Hello, Jeff & Albert.
This is another patchset fixing races in libata.
The first patch implements ata_poll_qc_complete which graps host
lock, turns irq back on, completes qc and release host lock. All
command completion in polling tasks are replaced with this function.
The effect is...
* If an interrupt from other ports or a spurious interrupt occurs
inbetween ata_irq_on and ata_qc_complete, it leads to double
completion of the qc. This race is fixed.
* atapi_packet_task() now reenables IRQ on error exit.
* ata_qc_complete() is now always called with host lock.
The second patch adds locking to ata_scsi_error such that
->eng_timeout is called after ata_qc_complete is complete.
Previously, EH and the latter part of ata_qc_complete could run side
by side.
Albert, I think, this patch should kill the race you tried to fix by
moving ATA_QCFLAG_ACTIVE clearing above ->complete_fn invocation.
[ Start of patch descriptions ]
01_libata_add-ata_poll_qc_complete.patch
: implement ata_poll_qc_complete and use it in polling functions
Previously, libata polling functions turned irq back on and
completed qc commands without holding host lock. This creates
a race condition between the polling task and interrupts from
other ports on the same host set or spurious interrupt from
itself.
This patch implements ata_poll_qc_complete which enables irq
and completes qc atomically and convert all polling functions.
Note: Unlike other functions, atapi_packet_task() didn't use
to turn irq back on on error exits. This patch makes it use
ata_poll_qc_complete, so irq is now turned back on on error
exits.
Note: With this change, ALL invocations of ata_qc_complete()
are now done under host_set lock.
02_libata_add-locking-to-ata_scsi_error.patch
: add host_set locking to ata_scsi_error()
SCSI EH can start before ata_qc_complete is completely
complete. so, latter part of ata_qc_complete can run
side-by-side with ->eng_timeout(), interfering EH.

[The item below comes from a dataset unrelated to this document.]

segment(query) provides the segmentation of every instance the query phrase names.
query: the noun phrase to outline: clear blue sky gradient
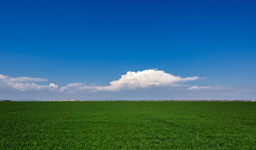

This patch makes ata_scsi_error() to grab and release host_set
lock before invoking ->eng_timeout().
Note: host_failed decrementing and eh_cmd_q banging are moved
above ->eng_timeout() invocation such that they're done while
holding the lock.
[ End of patch descriptions ]
Thanks.
--
tejun
-
To unsubscribe from this list: send the line "unsubscribe linux-ide" in
the body of a message to [EMAIL PROTECTED]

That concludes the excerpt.